In 2014, high levels of cyanide and other heavy metals were found in the blood and urine of residents in four local villages. The test concluded that the toxins were absorbed through respiration and contaminated water.

Barrick gold says that it has remediated “environmental damage left by previous operations at the mine”, and "contributed to the improvement of the environment and especially the water quality.” The company says it has data that show improvement in water quality of the Margajita river from 2004 to 2020.

Experts have said there is not adequate historical water quality data to scientifically determine the cause of contamination in the local rivers.

=== Protests ===
Since 2013, local residents have sustained a protest movement demanding that the government relocate them from the contaminated area. Community members report that PVDC pays local people to inform them about the protests, leading to distrust and fragmentation in the community.

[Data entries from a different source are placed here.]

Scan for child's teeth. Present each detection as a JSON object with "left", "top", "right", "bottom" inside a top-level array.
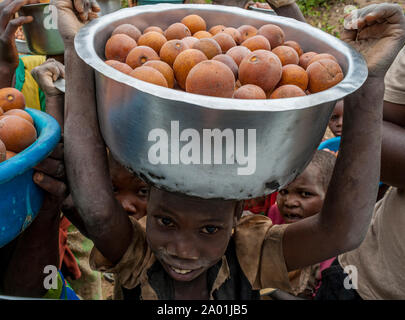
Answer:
[{"left": 172, "top": 267, "right": 192, "bottom": 274}]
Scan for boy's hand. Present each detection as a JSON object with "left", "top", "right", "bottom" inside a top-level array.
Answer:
[
  {"left": 0, "top": 0, "right": 39, "bottom": 82},
  {"left": 51, "top": 0, "right": 100, "bottom": 44},
  {"left": 342, "top": 3, "right": 405, "bottom": 78},
  {"left": 33, "top": 143, "right": 69, "bottom": 211},
  {"left": 31, "top": 58, "right": 65, "bottom": 97}
]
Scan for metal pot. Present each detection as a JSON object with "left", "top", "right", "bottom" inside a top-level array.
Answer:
[
  {"left": 19, "top": 3, "right": 64, "bottom": 55},
  {"left": 75, "top": 4, "right": 368, "bottom": 200},
  {"left": 98, "top": 0, "right": 121, "bottom": 16}
]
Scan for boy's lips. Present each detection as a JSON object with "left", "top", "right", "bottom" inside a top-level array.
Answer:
[
  {"left": 281, "top": 211, "right": 303, "bottom": 222},
  {"left": 162, "top": 261, "right": 204, "bottom": 282}
]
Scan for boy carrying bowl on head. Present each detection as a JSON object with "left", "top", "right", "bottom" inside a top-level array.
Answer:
[{"left": 32, "top": 0, "right": 405, "bottom": 299}]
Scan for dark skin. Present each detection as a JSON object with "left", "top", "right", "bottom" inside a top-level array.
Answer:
[
  {"left": 277, "top": 163, "right": 325, "bottom": 224},
  {"left": 0, "top": 0, "right": 40, "bottom": 88},
  {"left": 212, "top": 0, "right": 306, "bottom": 23},
  {"left": 52, "top": 1, "right": 405, "bottom": 299},
  {"left": 328, "top": 100, "right": 344, "bottom": 137}
]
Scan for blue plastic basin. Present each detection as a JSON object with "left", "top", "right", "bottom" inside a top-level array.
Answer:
[{"left": 0, "top": 108, "right": 61, "bottom": 247}]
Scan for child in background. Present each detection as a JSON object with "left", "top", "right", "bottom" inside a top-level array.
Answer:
[
  {"left": 328, "top": 100, "right": 344, "bottom": 137},
  {"left": 267, "top": 150, "right": 336, "bottom": 298}
]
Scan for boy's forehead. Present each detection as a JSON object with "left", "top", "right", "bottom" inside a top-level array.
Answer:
[{"left": 149, "top": 187, "right": 238, "bottom": 216}]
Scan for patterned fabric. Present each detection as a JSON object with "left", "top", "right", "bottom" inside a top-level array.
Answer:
[
  {"left": 14, "top": 55, "right": 46, "bottom": 111},
  {"left": 65, "top": 224, "right": 103, "bottom": 300},
  {"left": 42, "top": 271, "right": 80, "bottom": 300}
]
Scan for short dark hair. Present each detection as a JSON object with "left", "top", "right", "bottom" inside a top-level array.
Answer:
[{"left": 309, "top": 150, "right": 337, "bottom": 191}]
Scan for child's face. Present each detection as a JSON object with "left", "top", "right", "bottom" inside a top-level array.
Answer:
[
  {"left": 111, "top": 163, "right": 149, "bottom": 220},
  {"left": 277, "top": 164, "right": 325, "bottom": 224},
  {"left": 146, "top": 187, "right": 237, "bottom": 283},
  {"left": 328, "top": 100, "right": 344, "bottom": 137}
]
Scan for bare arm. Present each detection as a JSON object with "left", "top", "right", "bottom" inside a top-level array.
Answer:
[
  {"left": 0, "top": 0, "right": 39, "bottom": 88},
  {"left": 266, "top": 2, "right": 306, "bottom": 22},
  {"left": 282, "top": 4, "right": 405, "bottom": 271},
  {"left": 381, "top": 101, "right": 405, "bottom": 190},
  {"left": 54, "top": 0, "right": 132, "bottom": 263},
  {"left": 63, "top": 44, "right": 132, "bottom": 264}
]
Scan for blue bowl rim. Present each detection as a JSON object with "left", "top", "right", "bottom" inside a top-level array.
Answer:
[{"left": 0, "top": 108, "right": 61, "bottom": 184}]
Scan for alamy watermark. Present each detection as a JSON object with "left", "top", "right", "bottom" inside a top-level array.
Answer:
[
  {"left": 343, "top": 264, "right": 359, "bottom": 290},
  {"left": 147, "top": 121, "right": 257, "bottom": 176}
]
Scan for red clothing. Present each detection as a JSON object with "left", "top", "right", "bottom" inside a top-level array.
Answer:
[{"left": 59, "top": 216, "right": 81, "bottom": 280}]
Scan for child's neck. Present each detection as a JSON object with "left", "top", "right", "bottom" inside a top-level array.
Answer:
[{"left": 173, "top": 271, "right": 209, "bottom": 300}]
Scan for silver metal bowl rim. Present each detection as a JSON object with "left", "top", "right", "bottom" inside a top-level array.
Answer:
[
  {"left": 75, "top": 3, "right": 368, "bottom": 112},
  {"left": 21, "top": 3, "right": 49, "bottom": 8}
]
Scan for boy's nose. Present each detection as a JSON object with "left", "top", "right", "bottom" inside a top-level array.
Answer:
[
  {"left": 168, "top": 234, "right": 199, "bottom": 261},
  {"left": 120, "top": 198, "right": 137, "bottom": 214},
  {"left": 284, "top": 195, "right": 300, "bottom": 207}
]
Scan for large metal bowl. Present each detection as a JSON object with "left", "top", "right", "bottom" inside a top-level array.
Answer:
[
  {"left": 19, "top": 3, "right": 64, "bottom": 55},
  {"left": 75, "top": 4, "right": 368, "bottom": 200}
]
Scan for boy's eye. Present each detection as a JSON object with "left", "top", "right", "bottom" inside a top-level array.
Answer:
[
  {"left": 157, "top": 217, "right": 174, "bottom": 227},
  {"left": 279, "top": 189, "right": 287, "bottom": 196},
  {"left": 301, "top": 191, "right": 312, "bottom": 197},
  {"left": 138, "top": 187, "right": 149, "bottom": 197},
  {"left": 201, "top": 226, "right": 219, "bottom": 235}
]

Demonstrators occupied space outside the mine, chained themselves to chairs, and demanded relocation for over 600 families in November 2017.

== Production and reserves ==
Barrick reported production of 581,000 ounces of gold in 2018 and 6.55 million ounces of gold in reserve.

Gold is recovered from the ore using a pressure oxidation process, performed in four autoclaves which operate at 3.45 MPa and 230 °C.

Cyanide is used to extract the gold from the ore.

== Revenue and development ==
According to PVDC, gold from Pueblo Viejo averaged about 31% of the value of exports from the Dominican Republic from 2013-2020. The company paid over $2.6 billion in taxes during this same period, and also employs thousands of people. Barrick Gold made advance payments on taxes to help the government respond to the COVID-19 pandemic.

The mine employed 2,500 people in 2021, 97% of whom were Dominican nationals. In 2023, 23% of mine employees were women.

== Expansion ==
In 2019, PVDC proposed to expand the mine, requiring an additional tailings dam in Yamasá. The proposed expansion led to additional protests. In April 2021, police dispersed a protest against the mine with tear gas.